I poured a glass of boiling water and handed it to him: "We have all eaten almost, you should eat as much as you want!" Zhang Xiaoxian said that the best way to forget a relationship is time and new love, if you still can't forget, it proves that the time is not long enough, and the new love is not good enough. Maybe one day in the future you will meet someone who will give you all the three half-lives you lost, and you will be reborn!"

He smiled bitterly: "It's so easy to talk about!" He beckoned the waiter to call for a bowl of white rice, asked for a plate of kimchi, casually fished some vegetables into the pot, and put down the chopsticks after a few strokes of the bowl of rice.

After this meal, a total of 203 yuan, the boss erased the change, he was about to scan the code to pay when I said AA!

He looked at me in a daze and said, "I'm a man, please have a meal on a blind date, even if you can't entertain a meal, it's nothing." ”

I still insist on my own opinion, my relatives are out of line, say AA is AA, she was ready to scan the code to pay her share, I stopped her and said: "You have so much heart for our affairs, this meal, the two of us AA please you!"

He was stunned for a few seconds, gave up the mobile phone payment, took out 100 yuan from the pocket behind his pants and put it with my 100 yuan, beckoned the boss to collect the money and left.

On the way back, the wind and rain stopped for a short time, and everyone didn't say a word. He played Yuquan's punishment on a loop in the car: "Beautiful memories are scattered in the wind like falling leaves, and the world is instantly shattered, this time I made you break your heart, and you will be punished and break your love, so that you can find a conclusive reason to sentence us both to death, this time I made you break your heart, and you will be punished for losing you, and remorse will be deeply seared in my life, and lifelong regrets will follow me like a shadow......"

When they had listened almost four times, they were on the side of the road in front of my house, and I politely said goodbye to them, and they nodded and drove away.

When I got home, I had just finished washing up and lay down in bed, and a relative's phone called, and I complained about why I wanted AA, and asked me how I felt? She said that you are the best match for the chicken and the dragon, and I will find you the dragon one.

I didn't answer her, but asked her, "Auntie, what do you think is the result of climbing Mount Everest without any equipment?"

My relative was obviously stunned, and she didn't squeak for a long time, and she couldn't understand why I was asking such a question, and after a while, she asked me, "What do you mean by that?"

I said: "If you don't have the equipment to climb Mount Everest, there is only one end - to find death! Although his external situation seems to be similar, it is difficult for a person who has someone else in his heart to enter his heart, not to mention that he has not only pretended to be one, but also three! I am in my 40s and I don't want to toss anymore, I myself am desperately struggling to protect myself, how can I have the ability to help him pick up the lost half life!"

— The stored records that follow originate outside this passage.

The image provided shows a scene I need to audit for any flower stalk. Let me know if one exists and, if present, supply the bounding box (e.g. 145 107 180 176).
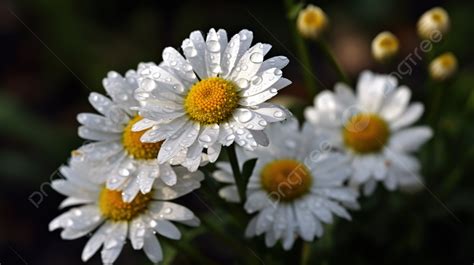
226 144 246 202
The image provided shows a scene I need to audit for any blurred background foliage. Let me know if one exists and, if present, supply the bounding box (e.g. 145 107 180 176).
0 0 474 265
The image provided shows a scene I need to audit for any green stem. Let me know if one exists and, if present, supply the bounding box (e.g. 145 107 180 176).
301 241 311 265
316 38 350 84
428 80 446 128
285 0 320 98
168 240 217 265
226 144 245 202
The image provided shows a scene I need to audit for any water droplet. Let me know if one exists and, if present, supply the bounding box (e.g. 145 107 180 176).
119 168 130 177
273 110 283 118
183 46 197 58
237 78 249 89
250 52 263 64
207 40 221 52
184 64 193 72
237 109 253 123
252 76 262 86
199 134 212 143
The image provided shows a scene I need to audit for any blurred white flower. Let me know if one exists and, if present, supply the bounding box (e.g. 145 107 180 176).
214 119 358 250
296 4 328 39
417 7 450 39
76 70 202 202
305 71 433 194
133 29 291 171
372 31 400 62
429 52 458 81
49 157 204 264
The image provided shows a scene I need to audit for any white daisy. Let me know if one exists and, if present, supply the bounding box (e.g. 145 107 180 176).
218 119 357 250
49 157 204 264
77 69 202 202
133 29 291 170
305 71 432 194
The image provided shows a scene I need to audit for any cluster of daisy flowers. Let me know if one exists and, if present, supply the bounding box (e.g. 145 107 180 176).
49 6 446 264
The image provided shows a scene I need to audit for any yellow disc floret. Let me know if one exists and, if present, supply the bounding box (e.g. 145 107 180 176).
260 159 313 202
122 116 162 160
343 114 390 154
99 188 152 221
184 77 240 124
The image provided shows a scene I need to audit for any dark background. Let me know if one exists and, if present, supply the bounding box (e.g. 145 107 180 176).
0 0 474 265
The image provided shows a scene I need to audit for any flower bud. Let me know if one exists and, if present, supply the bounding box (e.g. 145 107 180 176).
296 4 328 39
417 7 450 39
429 52 458 81
372 31 400 62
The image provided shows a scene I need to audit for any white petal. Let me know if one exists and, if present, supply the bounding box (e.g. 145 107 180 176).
163 47 197 83
128 217 147 249
181 31 207 80
230 43 271 79
239 88 278 107
81 222 113 262
252 103 290 122
149 201 194 221
207 142 222 163
77 126 122 141
241 68 283 97
390 103 424 130
294 200 316 241
143 234 163 263
160 164 178 186
151 220 181 240
100 222 128 264
259 56 290 72
334 83 356 107
233 108 268 130
198 124 219 148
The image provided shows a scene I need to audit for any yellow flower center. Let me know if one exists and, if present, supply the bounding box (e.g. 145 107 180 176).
260 159 313 202
438 53 456 68
380 36 398 49
343 114 390 154
122 115 163 160
99 188 152 221
184 77 240 124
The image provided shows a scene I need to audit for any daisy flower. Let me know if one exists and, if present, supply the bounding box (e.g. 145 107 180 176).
133 29 291 170
49 157 204 264
77 69 200 202
215 119 357 250
305 71 432 194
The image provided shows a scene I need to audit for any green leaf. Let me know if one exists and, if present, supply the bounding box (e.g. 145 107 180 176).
242 158 257 180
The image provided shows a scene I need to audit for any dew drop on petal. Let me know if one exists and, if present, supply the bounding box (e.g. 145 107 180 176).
199 134 212 143
273 110 283 118
250 52 263 64
207 40 221 52
237 78 249 89
252 76 262 86
237 109 253 123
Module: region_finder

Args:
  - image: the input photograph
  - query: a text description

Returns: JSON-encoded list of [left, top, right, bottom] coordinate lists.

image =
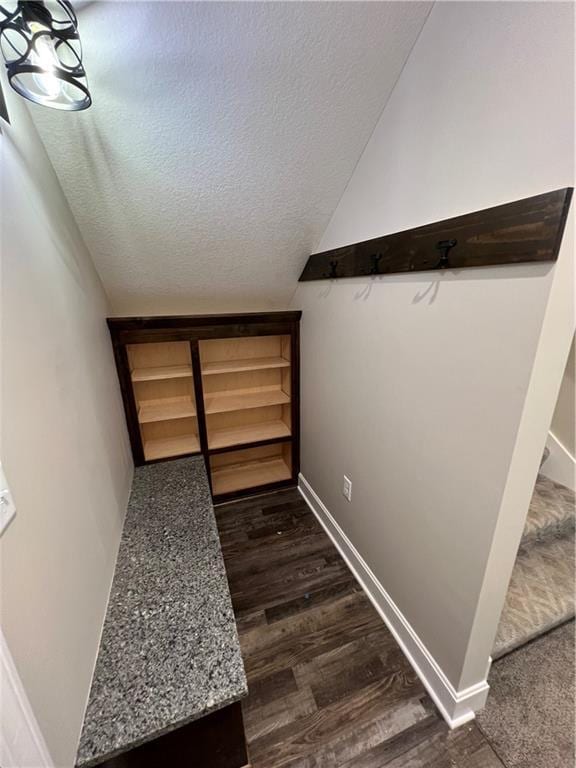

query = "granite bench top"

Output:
[[76, 457, 248, 767]]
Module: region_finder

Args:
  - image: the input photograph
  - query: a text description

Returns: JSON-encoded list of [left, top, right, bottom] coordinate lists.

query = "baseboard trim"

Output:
[[298, 474, 490, 728], [0, 630, 54, 768]]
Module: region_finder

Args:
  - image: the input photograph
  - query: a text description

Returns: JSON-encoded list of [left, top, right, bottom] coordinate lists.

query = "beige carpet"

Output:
[[492, 476, 575, 660], [478, 621, 576, 768]]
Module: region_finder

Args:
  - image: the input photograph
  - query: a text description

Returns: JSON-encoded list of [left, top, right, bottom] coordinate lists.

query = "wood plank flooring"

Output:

The relative was obviously very disappointed, she said that she saw that we had a hot chat, and thought there was a drama, but it turned out to be such an ending, she was a little difficult to digest, saying that the past has passed, and it is not good to care about those who start over? Hehe, how can the reality be so easy?#农村寡妇的日常心声#

If I meet someone like him at an age when it is like a blank sheet of paper and has not written any traces, maybe we will hold hands and be happy for a lifetime, and we will meet in circles and scars, and we have no medicine to heal each other's wounds, and we are destined to not go far, and let him sleep with feelings that he shouldn't have, and he doesn't have to start!